- Born: June 7, 1812 New Kent County, Virginia, US
- Died: October 28, 1881 (aged 69) Manatee County, Florida, US
- Known for: Helping to found Bradenton and Parrish.
- Spouse: Ida Isabella Higginbotham
- Allegiance: United States Confederate States
- Branch: United States Army Confederate States Army
- Service years: 1828-1837 1860-1865
- Rank: Colonel

= William Iredell Turner =

Floridian pioneer and soldier (1812–1881)

William Iredell Turner (June 7, 1812 – October 28, 1881), also occasionally and erroneously referred to as William J. Turner, was a Florida pioneer, County Commissioner, and a Soldier who helped establish Bradenton, Florida and Parrish, Florida.

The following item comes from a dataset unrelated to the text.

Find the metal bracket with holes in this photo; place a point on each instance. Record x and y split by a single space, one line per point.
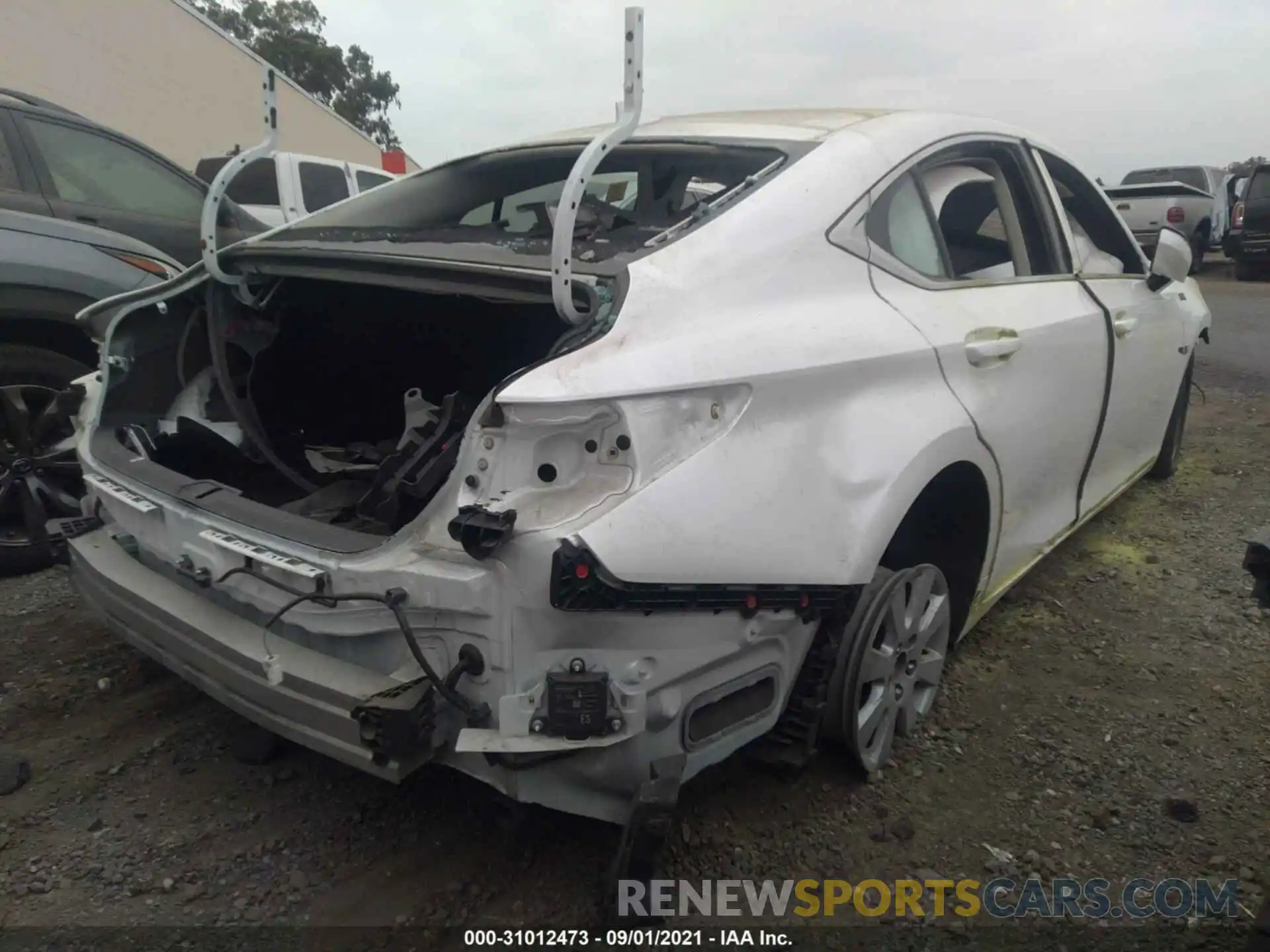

Turner was born in Virginia on June 7, 1812. When he was about sixteen years old, he enlisted in the military. He fought during the Second Seminole War, during which time he was injured in the neck. He was discharged from the military in August 1837 but returned to a militia role during the American Civil War, where he served as a Colonel for the Florida State Militia (8th FL) and commanded Fort Brooke in 1861. Prior to the Civil War Turner owned and ran Oak Hill, a large plantation in Manatee County, Florida that today is called Parrish, FL.

Turner served as County Commissioner for Alachua County when Gainesville was created and was decisive in naming it for Gen. Edmund P. Gaines. He was a proponent of secession and had unsuccessfully run for a seat in the Florida House of Representatives. However, he is known to have been elected to the Florida Senate in 1865.

Turner established an inn, general store, post office and wharf on nine acres that he subdivided on the bank of the Manatee River on what was to become Main Street of Bradenton, FL.

Turner died on October 28, 1881, and is buried alongside his wife Isabella at the Parrish Cemetery.